CD95 mutations alter FADD binding. (A) Autoradiograph of ³⁵S-labeled FADD precipitated with GST-CD95 fusion proteins of ALPS patients’ mutations immobilized on glutathione-Sepharose beads (Top). Coomassie blue-stained gels demonstrated that comparable amounts of GST-CD95 or GST-alone fusion proteins were tested (Bottom). The GST-CD95 fusion proteins from the truncation mutants in lanes 3, 8, and 10, respectively, have lower molecular size. (B) In vivo interaction of mutant or WT CD95 and FADD in 293T cells cotransfected with 1.0 μg of the indicated constructs and 0.1 μg of FADD. Cell lysates were immunoprecipitated with anti-CD95 Apo-1 mAb. Western blot analysis was performed following SDS/PAGE by using anti-FADD mAb (Transduction Laboratories). The Ig light chain (Ig-L) from the immunoprecipitation (murine) crossreacts with the secondary antibody. Control experiments showed equivalent levels of CD95 in immunoprecipitates and FADD in cell lysates (not shown).

Figure 4

Defective CD95 signaling in ALPS patient cells. (A) Analysis of CD95 signal complex formation in ALPS patient cell lines. The top immunoblots show caspase-8 (pro-Casp-8), FADD, and CD95 proteins immunoprecipitated from either normal EBV-transformed lymphocytes (lanes 1, 2) or representative ALPS patients’ cells (Pt 3:T225P, Pt 6:A241D, Pt 26:D244V, Pt 29:R234Q, and Pt 31:R234P) after incubation either with (+) or without (−) anti-CD95 Apo-1 MAb treatment as indicated.

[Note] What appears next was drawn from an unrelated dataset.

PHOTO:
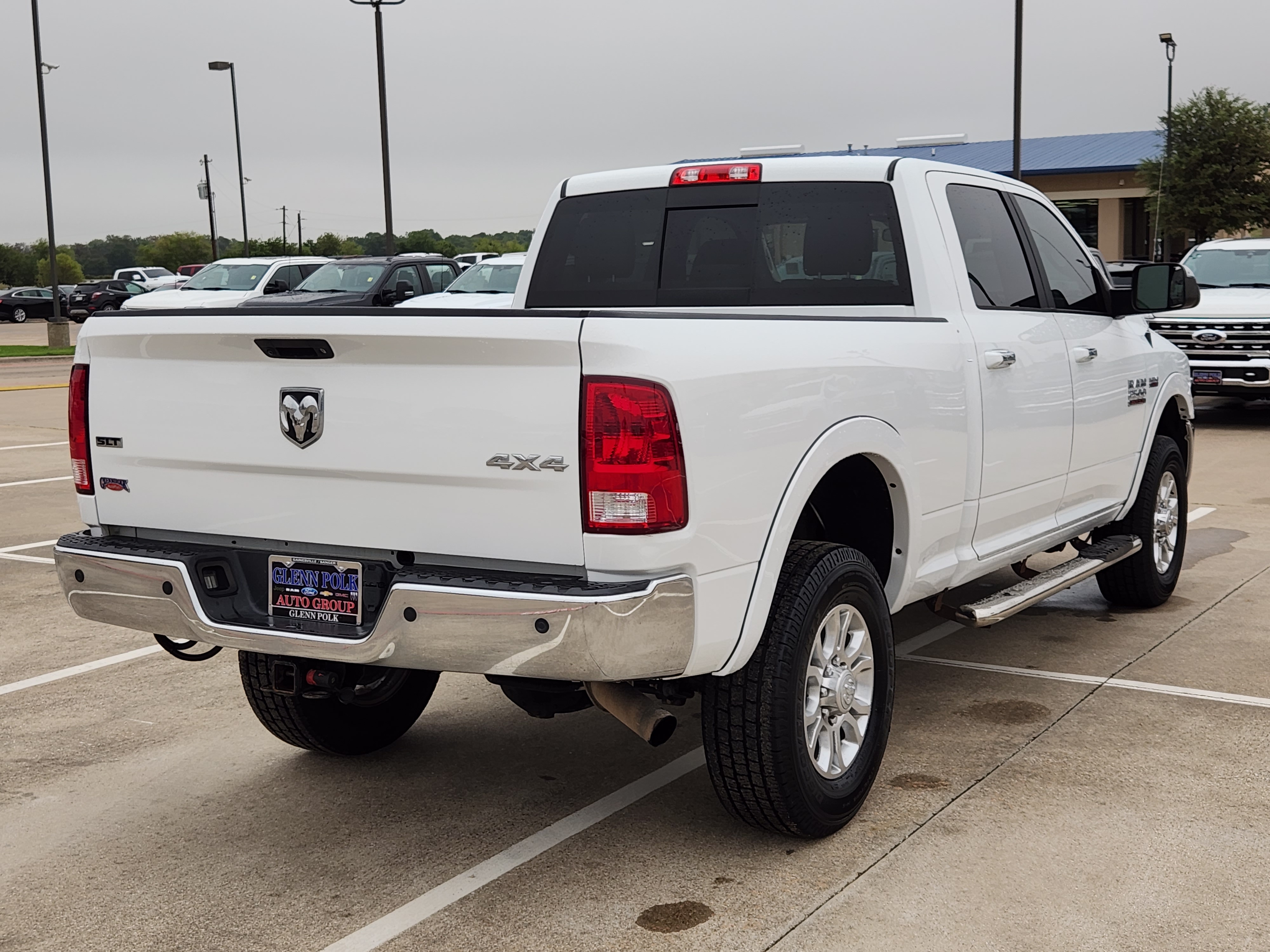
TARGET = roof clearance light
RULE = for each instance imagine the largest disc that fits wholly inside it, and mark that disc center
(702, 175)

The caspase-8 immunoprecipitate blot is intentionally overexposed to show the residual levels of caspase 8 associated with CD95 in ALPS patients’ cells. Equivalent levels of CD95 were precipitated as shown. The bottom immunoblot shows caspase-8 levels in total cell lysates from the same samples. (B) Kinetic analysis of CD95-stimulated caspase activity in extracts from EBV-immortalized B cell lines from a normal control (WT) or from the ALPS patients as indicated. Caspase activity was determined by measuring the fluorescence of the AMC group released from DEVD-AMC tetrapeptide substrate. The fluorescence units of the assay are based on an arbitrary scale standardized to control extracts. These data are representative of three experiments.